During a median 19.7‐year follow‐up, there were 607 deaths (182 with cardiovascular causes). Univariate analysis of predictors of cardiovascular and all‐cause mortalities in the continuous scale are shown in Table S1. Among the MS parameters of STMS, preawakening surge, morning‐evening SBP difference, and morning‐night SBP difference were significantly associated with all‐cause mortality, and only rate of STMS and morning‐night SBP difference were significantly associated with cardiovascular mortality. In multivariable analysis adjusting for age, sex, antihypertensive treatment, body mass index, low‐density lipoprotein cholesterol, smoking, alcohol drinking, 24‐hour SBP, and the SBP night:day ratio, only rate of STMS was significantly associated with all‐cause mortality (Table S2).
The relationships between mortality risk and STMS amplitude or rate in quintiles and above the 95th percentile (threshold for high status) were evaluated by multivariable Cox models and are shown in Figures 2 and 3, respectively. Subjects with STMS amplitude ≥43.7 mm Hg (95th percentile; Figure 2) did not show a significant increase in all‐cause or cardiovascular mortalities compared with subjects with a normal STMS amplitude (all‐cause mortality: HR, 1.245; 95% confidence interval, 0.911–1.701; P=0.1691; cardiovascular mortality: HR, 0.966; 95% confidence interval, 0.535–1.747; P=0.9101; Table 2). In contrast, subjects with an STMS rate ≥11.3 mm Hg/h (95th percentile; Figure 3) had a significantly increased risk of all‐cause and cardiovascular mortalities compared with subjects with an STMS rate <11.3 mm Hg/h (all‐cause mortality: HR, 1.666; 95% confidence interval, 1.185–2.341; P=0.0033; cardiovascular mortality: HR, 2.608; 95% confidence interval, 1.554–4.375; P=0.0003; Table 2). A categorical analysis, which classified subjects into high and normal MS using thresholds for defining abnormally high MS parameters at the 95th percentile (Table 2), a high MS defined by the rate of STMS was significantly associated with total and cardiovascular mortalities. Similar trends were observed when the cut point of 90th percentile was used (Table S3). The sensitivity analysis demonstrated consistent results by including only records with 80% successful measurements for the analysis and at least 8 BP measurements within the time frame from sleep‐trough through to the morning period (Table S4) and by stratifying patients on the basis of subjects receiving antihypertensive agents or not (Table S5).

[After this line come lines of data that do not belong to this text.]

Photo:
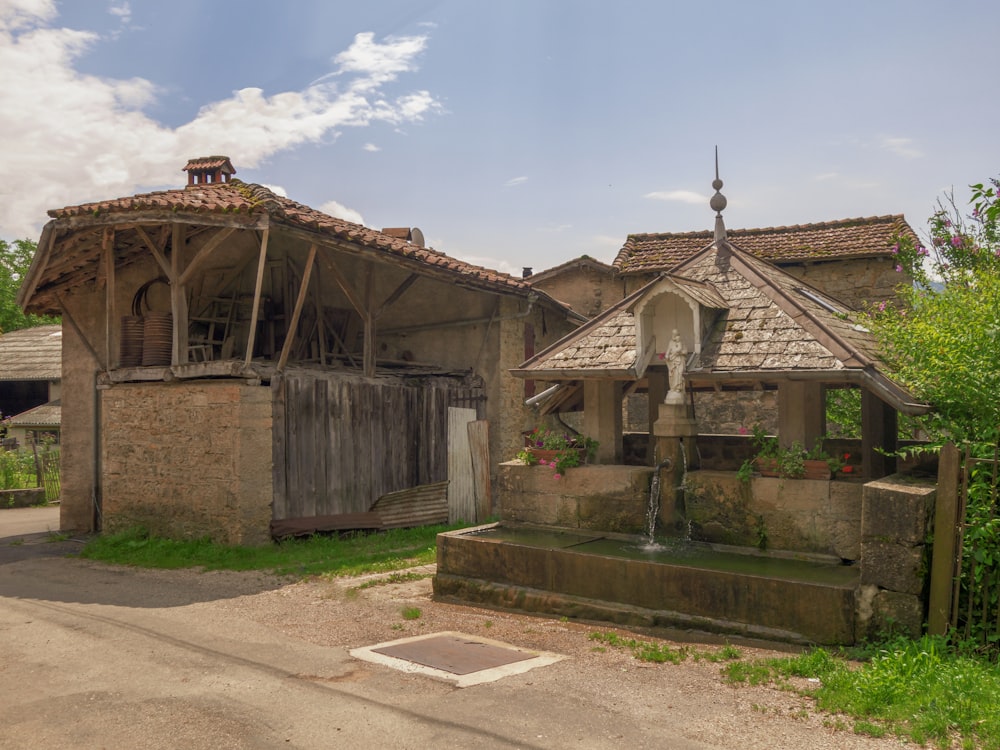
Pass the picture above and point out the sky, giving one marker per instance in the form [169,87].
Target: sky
[513,133]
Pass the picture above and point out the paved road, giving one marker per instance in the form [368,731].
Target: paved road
[93,656]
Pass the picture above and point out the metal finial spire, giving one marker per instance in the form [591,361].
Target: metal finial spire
[718,202]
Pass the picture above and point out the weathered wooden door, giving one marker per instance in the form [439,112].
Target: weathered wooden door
[343,441]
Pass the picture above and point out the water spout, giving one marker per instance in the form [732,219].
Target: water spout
[654,501]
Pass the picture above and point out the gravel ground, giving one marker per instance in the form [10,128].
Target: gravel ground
[340,613]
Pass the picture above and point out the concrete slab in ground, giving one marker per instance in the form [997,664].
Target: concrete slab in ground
[462,659]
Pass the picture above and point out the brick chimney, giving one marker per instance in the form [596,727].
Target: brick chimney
[209,170]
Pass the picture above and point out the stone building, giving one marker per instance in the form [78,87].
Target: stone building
[30,382]
[232,359]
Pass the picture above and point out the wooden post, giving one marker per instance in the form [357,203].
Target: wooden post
[178,300]
[479,447]
[943,557]
[369,318]
[299,302]
[255,313]
[110,316]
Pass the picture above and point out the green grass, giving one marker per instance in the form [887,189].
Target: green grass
[313,556]
[926,691]
[660,653]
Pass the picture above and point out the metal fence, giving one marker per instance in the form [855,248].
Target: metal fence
[976,604]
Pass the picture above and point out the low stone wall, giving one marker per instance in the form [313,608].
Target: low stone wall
[797,515]
[600,497]
[188,460]
[22,498]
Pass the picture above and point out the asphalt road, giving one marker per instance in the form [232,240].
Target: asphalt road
[95,656]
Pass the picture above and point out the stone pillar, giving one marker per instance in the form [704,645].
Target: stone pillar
[602,418]
[895,517]
[674,434]
[657,391]
[801,413]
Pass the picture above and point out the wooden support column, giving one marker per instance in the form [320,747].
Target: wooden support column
[178,299]
[879,428]
[297,312]
[801,413]
[369,319]
[602,418]
[110,308]
[946,535]
[255,313]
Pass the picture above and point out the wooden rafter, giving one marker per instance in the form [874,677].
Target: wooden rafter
[297,311]
[255,312]
[156,251]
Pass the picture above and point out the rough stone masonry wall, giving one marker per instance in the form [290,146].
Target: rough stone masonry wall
[188,460]
[894,527]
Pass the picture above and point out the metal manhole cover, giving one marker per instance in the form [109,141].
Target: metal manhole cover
[454,654]
[466,660]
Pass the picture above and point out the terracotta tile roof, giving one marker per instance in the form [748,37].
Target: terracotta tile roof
[31,354]
[846,238]
[584,261]
[250,204]
[771,324]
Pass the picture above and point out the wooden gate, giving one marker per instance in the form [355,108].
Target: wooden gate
[343,441]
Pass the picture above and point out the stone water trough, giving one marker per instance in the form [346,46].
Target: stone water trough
[842,559]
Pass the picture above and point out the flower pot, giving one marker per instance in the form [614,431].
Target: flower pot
[816,468]
[541,454]
[766,467]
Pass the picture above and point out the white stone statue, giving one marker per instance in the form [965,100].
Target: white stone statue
[675,357]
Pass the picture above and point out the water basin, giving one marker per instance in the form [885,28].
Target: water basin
[675,584]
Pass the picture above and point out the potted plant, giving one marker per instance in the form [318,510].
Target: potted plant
[793,462]
[560,450]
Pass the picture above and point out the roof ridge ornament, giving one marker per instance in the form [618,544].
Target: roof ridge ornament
[718,202]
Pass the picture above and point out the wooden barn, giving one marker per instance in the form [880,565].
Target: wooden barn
[237,365]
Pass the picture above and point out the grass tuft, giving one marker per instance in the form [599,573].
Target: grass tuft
[319,555]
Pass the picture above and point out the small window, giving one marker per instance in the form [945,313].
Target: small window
[824,303]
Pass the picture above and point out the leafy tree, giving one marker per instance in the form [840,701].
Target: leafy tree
[943,341]
[15,259]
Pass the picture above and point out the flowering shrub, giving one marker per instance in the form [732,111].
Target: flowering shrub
[571,450]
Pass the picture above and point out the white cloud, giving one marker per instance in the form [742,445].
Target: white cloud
[339,210]
[905,147]
[71,138]
[680,196]
[122,11]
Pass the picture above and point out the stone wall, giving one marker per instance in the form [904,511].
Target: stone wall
[188,459]
[894,531]
[795,515]
[601,498]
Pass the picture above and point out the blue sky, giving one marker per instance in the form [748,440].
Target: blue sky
[512,132]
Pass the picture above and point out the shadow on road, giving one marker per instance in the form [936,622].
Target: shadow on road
[39,563]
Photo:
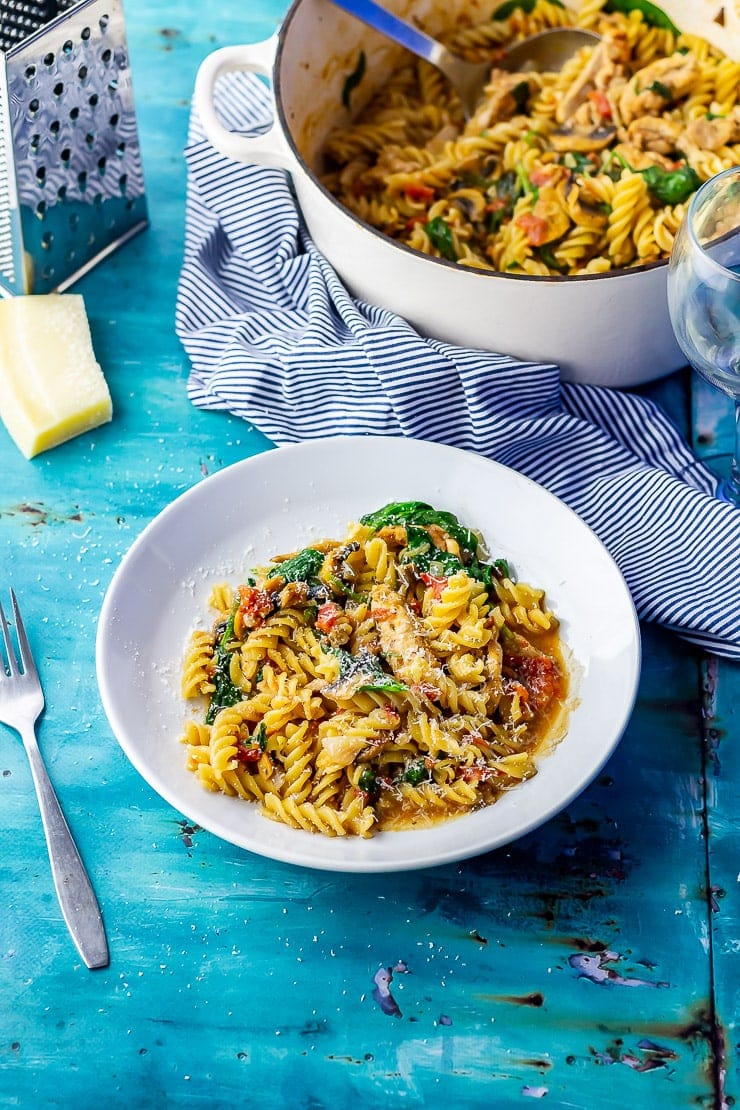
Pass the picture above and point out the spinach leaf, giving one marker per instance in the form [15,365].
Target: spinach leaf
[301,567]
[427,558]
[578,162]
[660,89]
[652,16]
[353,80]
[225,693]
[671,187]
[418,512]
[362,672]
[416,772]
[508,190]
[442,236]
[368,783]
[527,6]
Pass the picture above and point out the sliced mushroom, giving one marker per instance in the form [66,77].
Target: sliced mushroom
[580,139]
[657,86]
[656,133]
[711,134]
[505,96]
[549,208]
[470,202]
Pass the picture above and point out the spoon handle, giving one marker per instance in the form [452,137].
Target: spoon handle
[394,28]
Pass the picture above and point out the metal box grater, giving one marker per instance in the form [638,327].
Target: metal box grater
[71,179]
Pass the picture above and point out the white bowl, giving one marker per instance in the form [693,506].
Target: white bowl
[240,516]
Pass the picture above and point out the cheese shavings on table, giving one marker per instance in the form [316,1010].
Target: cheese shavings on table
[51,385]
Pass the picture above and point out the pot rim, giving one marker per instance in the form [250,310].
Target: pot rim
[543,279]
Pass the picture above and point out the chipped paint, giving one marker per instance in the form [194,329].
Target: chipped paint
[594,967]
[36,514]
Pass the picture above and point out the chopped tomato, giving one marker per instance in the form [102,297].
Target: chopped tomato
[416,191]
[534,228]
[414,221]
[539,675]
[541,175]
[249,754]
[435,582]
[254,605]
[600,101]
[479,773]
[326,616]
[427,689]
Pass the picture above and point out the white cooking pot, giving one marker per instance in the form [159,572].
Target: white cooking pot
[602,329]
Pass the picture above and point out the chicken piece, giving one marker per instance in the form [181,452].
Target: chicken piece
[394,536]
[402,639]
[494,685]
[597,76]
[505,96]
[443,540]
[656,133]
[641,159]
[657,86]
[711,134]
[585,207]
[581,139]
[550,209]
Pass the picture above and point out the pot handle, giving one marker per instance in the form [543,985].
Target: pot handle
[266,149]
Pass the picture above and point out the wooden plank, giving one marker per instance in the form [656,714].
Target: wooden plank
[573,965]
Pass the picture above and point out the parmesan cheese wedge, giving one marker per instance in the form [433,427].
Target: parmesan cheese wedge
[51,386]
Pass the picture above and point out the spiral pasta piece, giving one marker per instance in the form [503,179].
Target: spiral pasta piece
[377,683]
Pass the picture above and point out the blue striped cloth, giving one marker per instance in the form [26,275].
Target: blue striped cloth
[274,337]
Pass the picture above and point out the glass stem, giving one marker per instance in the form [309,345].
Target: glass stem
[733,481]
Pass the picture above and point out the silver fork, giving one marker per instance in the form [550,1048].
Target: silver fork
[21,703]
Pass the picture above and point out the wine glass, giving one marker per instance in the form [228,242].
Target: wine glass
[703,295]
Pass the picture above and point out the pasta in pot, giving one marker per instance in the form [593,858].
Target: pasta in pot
[577,172]
[385,680]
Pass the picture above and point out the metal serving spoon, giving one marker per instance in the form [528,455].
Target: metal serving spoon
[548,50]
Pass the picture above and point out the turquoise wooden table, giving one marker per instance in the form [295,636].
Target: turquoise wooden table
[592,962]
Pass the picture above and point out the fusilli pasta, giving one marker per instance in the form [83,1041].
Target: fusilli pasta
[381,682]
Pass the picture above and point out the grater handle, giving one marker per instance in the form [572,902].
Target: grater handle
[266,149]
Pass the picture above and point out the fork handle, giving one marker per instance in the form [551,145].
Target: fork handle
[74,891]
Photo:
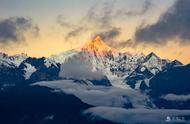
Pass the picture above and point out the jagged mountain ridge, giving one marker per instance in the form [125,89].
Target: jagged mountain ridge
[121,69]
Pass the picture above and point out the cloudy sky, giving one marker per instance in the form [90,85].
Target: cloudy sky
[46,27]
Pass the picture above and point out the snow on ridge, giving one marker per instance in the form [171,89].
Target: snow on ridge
[29,70]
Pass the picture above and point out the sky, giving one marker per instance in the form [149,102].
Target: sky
[45,27]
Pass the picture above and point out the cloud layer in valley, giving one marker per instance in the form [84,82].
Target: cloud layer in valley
[138,116]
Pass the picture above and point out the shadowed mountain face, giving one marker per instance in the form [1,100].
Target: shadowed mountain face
[175,80]
[38,105]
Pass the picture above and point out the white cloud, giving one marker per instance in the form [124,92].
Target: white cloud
[174,97]
[100,95]
[140,116]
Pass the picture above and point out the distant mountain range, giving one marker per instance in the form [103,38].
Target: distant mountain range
[98,65]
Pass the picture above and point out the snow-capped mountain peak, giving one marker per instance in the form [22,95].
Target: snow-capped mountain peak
[98,47]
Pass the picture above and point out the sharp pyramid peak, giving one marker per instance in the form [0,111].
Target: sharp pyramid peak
[97,45]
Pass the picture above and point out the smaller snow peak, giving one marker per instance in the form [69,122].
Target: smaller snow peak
[152,56]
[98,39]
[98,47]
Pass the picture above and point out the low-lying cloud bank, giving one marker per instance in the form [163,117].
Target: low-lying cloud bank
[100,95]
[174,97]
[138,116]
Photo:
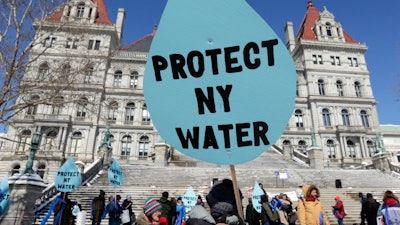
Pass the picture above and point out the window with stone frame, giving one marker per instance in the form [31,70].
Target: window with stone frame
[76,143]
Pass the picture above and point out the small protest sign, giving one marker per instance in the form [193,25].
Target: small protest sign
[68,177]
[4,195]
[256,197]
[189,199]
[115,175]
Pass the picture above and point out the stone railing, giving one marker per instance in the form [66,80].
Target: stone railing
[50,192]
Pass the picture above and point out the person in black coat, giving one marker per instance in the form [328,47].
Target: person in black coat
[369,210]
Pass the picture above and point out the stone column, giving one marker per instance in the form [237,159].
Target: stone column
[381,161]
[25,189]
[316,157]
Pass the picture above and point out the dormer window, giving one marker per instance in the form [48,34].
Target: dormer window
[80,10]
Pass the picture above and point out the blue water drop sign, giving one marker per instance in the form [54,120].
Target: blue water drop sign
[68,177]
[4,195]
[115,175]
[219,83]
[189,199]
[256,197]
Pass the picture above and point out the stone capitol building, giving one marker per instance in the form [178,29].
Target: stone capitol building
[335,108]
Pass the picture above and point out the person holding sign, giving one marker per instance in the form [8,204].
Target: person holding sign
[62,210]
[180,212]
[310,210]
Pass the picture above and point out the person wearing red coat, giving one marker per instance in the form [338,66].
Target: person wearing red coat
[338,210]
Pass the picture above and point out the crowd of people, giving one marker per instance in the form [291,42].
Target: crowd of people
[222,209]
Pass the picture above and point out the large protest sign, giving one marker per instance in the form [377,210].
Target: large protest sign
[115,175]
[68,177]
[189,199]
[4,195]
[219,83]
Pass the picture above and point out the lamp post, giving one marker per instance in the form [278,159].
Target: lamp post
[33,148]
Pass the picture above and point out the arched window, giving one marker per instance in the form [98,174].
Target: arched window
[134,80]
[112,140]
[33,103]
[371,148]
[357,87]
[16,169]
[76,143]
[129,112]
[41,170]
[43,71]
[80,9]
[145,115]
[302,146]
[25,141]
[117,78]
[364,118]
[328,29]
[298,115]
[126,144]
[339,86]
[326,117]
[345,117]
[112,111]
[50,140]
[81,107]
[331,148]
[351,148]
[57,105]
[144,146]
[321,87]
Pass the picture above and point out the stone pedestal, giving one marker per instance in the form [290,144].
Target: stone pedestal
[315,155]
[25,189]
[381,161]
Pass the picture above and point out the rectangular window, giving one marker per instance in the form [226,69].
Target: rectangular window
[50,42]
[71,43]
[94,45]
[97,45]
[317,59]
[320,59]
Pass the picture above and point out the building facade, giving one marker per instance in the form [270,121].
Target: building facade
[335,107]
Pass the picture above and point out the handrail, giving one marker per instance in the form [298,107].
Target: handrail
[50,192]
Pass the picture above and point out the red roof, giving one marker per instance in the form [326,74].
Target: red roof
[306,30]
[102,14]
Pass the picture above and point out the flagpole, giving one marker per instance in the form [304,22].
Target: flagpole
[236,191]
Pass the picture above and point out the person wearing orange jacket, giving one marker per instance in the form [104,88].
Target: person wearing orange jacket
[310,210]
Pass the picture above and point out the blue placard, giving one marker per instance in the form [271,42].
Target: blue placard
[189,199]
[4,195]
[115,175]
[256,197]
[68,177]
[219,83]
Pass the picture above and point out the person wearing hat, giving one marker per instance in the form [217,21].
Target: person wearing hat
[152,212]
[369,210]
[180,212]
[338,210]
[97,208]
[114,211]
[309,209]
[127,205]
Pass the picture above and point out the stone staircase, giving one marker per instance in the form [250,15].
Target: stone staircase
[142,181]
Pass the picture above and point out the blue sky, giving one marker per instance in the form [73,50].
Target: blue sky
[372,22]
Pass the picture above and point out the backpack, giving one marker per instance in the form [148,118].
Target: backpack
[251,214]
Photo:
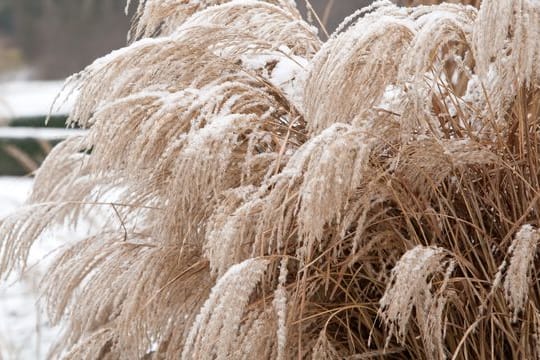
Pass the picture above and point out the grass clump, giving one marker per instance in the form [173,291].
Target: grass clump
[375,196]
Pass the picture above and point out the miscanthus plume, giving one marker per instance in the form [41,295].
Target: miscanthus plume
[274,196]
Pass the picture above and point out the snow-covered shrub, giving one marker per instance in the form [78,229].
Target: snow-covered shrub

Survival curves stratified according to high or normal STMS amplitude and rate are presented in Figure 4A and 4B. We then stratified subjects into subgroups with or without morning hypertension or nocturnal hypertension. As shown in Figure 5, in multivariable Cox proportional hazard models accounting for sex, age, antihypertensive treatment, body mass index, low‐density lipoprotein cholesterol, smoking, alcohol drinking, and 24‐hour SBP, the prognostic values of a high STMS rate in these subgroups were comparable with all P>0.05 for interaction, suggesting its independent prognostic role in these subgroups.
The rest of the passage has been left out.